Make the visualizations fine-grained enough that one stream updating first only introduces a small performance penalty. This is impossible for some visualizations, like a visualization that computes a mesh based on points and a mesh size. If the points or the mesh size changes, then the whole mesh needs to be recomputed.
Is there some facility in Rx to handle "simultaneously" updating multiple streams? I feel like what I'm asking for is magic.
For anyone who has made GUI programs using Rx: is there some better architecture I should be using for models besides sending new values through streams?

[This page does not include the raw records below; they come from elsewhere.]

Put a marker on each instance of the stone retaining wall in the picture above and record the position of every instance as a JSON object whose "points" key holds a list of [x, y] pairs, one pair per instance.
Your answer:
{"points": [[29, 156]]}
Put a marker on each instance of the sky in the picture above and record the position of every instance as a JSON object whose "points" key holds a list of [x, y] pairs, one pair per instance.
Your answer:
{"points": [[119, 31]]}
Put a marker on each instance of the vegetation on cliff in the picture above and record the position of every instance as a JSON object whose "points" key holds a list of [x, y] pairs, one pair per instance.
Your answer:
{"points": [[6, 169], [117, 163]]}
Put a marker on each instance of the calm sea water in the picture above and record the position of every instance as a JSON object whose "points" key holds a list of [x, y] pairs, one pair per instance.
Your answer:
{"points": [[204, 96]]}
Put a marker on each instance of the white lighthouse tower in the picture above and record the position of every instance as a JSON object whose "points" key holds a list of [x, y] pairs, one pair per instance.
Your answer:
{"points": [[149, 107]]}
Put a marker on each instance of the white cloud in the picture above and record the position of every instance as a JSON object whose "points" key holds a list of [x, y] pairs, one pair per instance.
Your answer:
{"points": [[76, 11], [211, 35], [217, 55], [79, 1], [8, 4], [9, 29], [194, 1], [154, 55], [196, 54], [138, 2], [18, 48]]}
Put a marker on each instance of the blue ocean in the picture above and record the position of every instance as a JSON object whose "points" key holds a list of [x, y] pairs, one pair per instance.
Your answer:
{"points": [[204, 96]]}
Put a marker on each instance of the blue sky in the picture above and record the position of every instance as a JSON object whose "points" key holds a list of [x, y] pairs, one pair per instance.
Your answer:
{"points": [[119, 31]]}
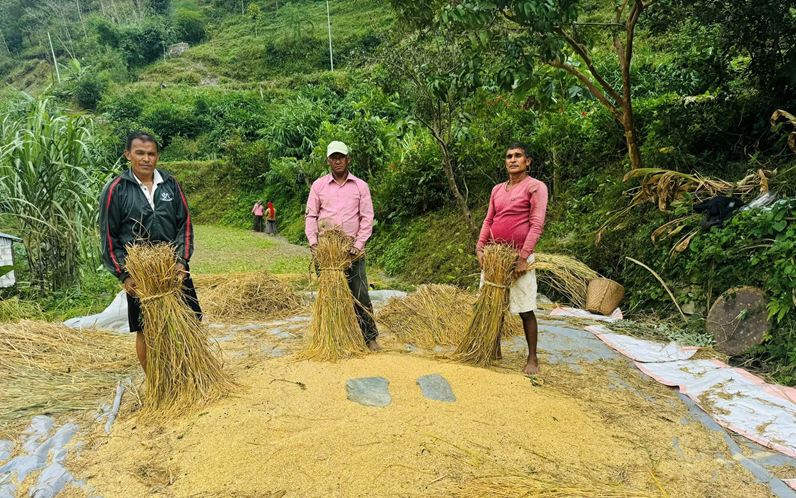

If this question is unclear, please tell me in a comment and I will try to make a more concrete example.
Example
Here is a sample Python RxPY program:
import rx
stream1 = rx.subjects.BehaviorSubject(1)
stream2 = rx.subjects.BehaviorSubject(2)
rx.Observable\
.combine_latest(stream1, stream2, lambda x, y: (x, y))\
.subscribe(print)
stream1.on_next(3)
stream2.on_next(4)
This prints:
(1, 2)
(3, 2)
(3, 4)
How could I update the values of stream1 and stream2 simultaneously so that the following becomes the result?
(1, 2)
(3, 4)
In other words, how could I modify combine_latest in such a way that I can tell it downstream "hey, wait a second while I update the other streams before you emit your next value"?
I have found one possible answer, but it is not the best and I would like others.
I discovered the pausable combinator. By passing in a stream that emits True or False, you can control if a sequence will be paused. Here is a modification of my example:
import rx
stream1 = rx.subjects.BehaviorSubject(1)
stream2 = rx.subjects.BehaviorSubject(2)
pauser = rx.subjects.BehaviorSubject(True)
rx.Observable\
.combine_latest(stream1, stream2, lambda x, y: (x, y))\
.pausable(pauser)\
.subscribe(print)
# Begin updating simultaneously
pauser.on_next(False)
stream1.on_next(3)
stream2.on_next(4)
# Update done, resume combined stream
pauser.on_next(True)
# Prints:
# (1, 2)
# (3, 4)
To apply to my GUI, I can create a BehaviorSubject called updating in my model that emits whether or not the whole model is being updated. For example, if stream1 and stream2 are being simultaneously updated, then I can set updating to True. On any visualizations that are expensive to produce, I can apply the value of updating to pause the combined stream.
This works in Rx for c#:
var throttled = source.Publish(hot => hot.Buffer(() => hot.Throttle(dueTime));
The dueTime value here is a TimeSpan in .NET. It merely says what the window of time is that you want to have inactivity before a value it produced. This basically gobbles up values produced "simultaneously" within a margin of time.
The source in this case would be your .combine_latest(...) observable.